Deadly 'Laughing Death' Disease With An Almost 100% Fatality Rate


The world's deadliest disease is one you rarely hear about nowadays. Many diseases affect millions of people every day, and while their fatality rates may have dropped, there's one that remains incredibly deadly: "laughing death."

Kuru is a rare, devastating disease first identified in the 1950s among the cannibal tribes of Papua New Guinea. In the Fore tribe's language, "Kuru" means both "trembling" and "deterioration."

MediGoo explains that this disease is caused by abnormally folded prion proteins. Its main symptoms include loss of coordination and tremors.

It earned the nickname "laughing death" because some of its victims exhibited peculiar smiles, while others had uncontrollable fits of laughter.

The disease spread through cannibalistic funeral rituals, where the Fore people believed they could gain intelligence and other attributes from the deceased person.

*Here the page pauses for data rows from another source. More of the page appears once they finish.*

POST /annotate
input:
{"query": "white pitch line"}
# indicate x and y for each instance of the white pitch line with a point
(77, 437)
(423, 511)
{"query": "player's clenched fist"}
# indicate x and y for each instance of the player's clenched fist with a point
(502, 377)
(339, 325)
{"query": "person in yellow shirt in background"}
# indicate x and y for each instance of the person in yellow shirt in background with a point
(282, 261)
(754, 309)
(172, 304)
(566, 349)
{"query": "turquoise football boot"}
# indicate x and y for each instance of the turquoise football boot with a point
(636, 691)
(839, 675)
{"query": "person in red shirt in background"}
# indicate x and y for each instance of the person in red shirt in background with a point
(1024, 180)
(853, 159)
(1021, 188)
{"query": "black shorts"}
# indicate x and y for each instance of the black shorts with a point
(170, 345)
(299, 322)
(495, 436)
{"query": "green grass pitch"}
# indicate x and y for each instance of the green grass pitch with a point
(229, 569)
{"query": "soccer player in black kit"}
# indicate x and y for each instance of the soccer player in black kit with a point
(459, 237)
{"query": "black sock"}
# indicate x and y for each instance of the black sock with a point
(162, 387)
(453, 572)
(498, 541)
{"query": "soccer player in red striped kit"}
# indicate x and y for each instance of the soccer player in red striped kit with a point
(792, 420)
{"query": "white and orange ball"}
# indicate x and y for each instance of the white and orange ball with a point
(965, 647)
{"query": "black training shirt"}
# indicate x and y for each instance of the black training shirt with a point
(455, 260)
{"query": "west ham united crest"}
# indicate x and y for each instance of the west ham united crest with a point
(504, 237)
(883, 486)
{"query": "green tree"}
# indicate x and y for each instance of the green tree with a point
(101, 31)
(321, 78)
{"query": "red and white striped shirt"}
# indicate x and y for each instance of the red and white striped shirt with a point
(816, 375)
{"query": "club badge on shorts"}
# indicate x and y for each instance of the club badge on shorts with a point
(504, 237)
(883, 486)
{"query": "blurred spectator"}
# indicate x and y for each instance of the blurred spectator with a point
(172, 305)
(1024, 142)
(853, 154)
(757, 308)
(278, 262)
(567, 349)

The cannibalistic ritual that led to Kuru disease was mainly performed by women and children, which is why the disorder was more prevalent in them. Men typically consumed muscle tissue instead.

Kuru could also spread if someone with the disease had an open wound, as mentioned by Healthline.

Although the practice of eating brains ceased in the 1960s, cases of Kuru continued to emerge in the following years, resulting in fatalities.

The incubation period for this disorder can be incredibly long, ranging from a few years to several decades. However, once symptoms appear, individuals typically have just a year or two to live.

Kuru progresses in three stages. The first stage is marked by headaches and joint pain. In the second stage, individuals become unable to walk, experiencing tremors and involuntary jerks.

In the final stage, speech becomes impossible, and dementia sets in. Around this time, eating and swallowing become increasingly difficult.

Kuru has no known cure, and it is fatal, usually lasting about a year.

Since 2010, no deaths from Kuru disease have been reported, and information about the last person to succumb to the disorder remains uncertain. Some reports suggest the last death occurred in 2005, while others claim it was in 2009.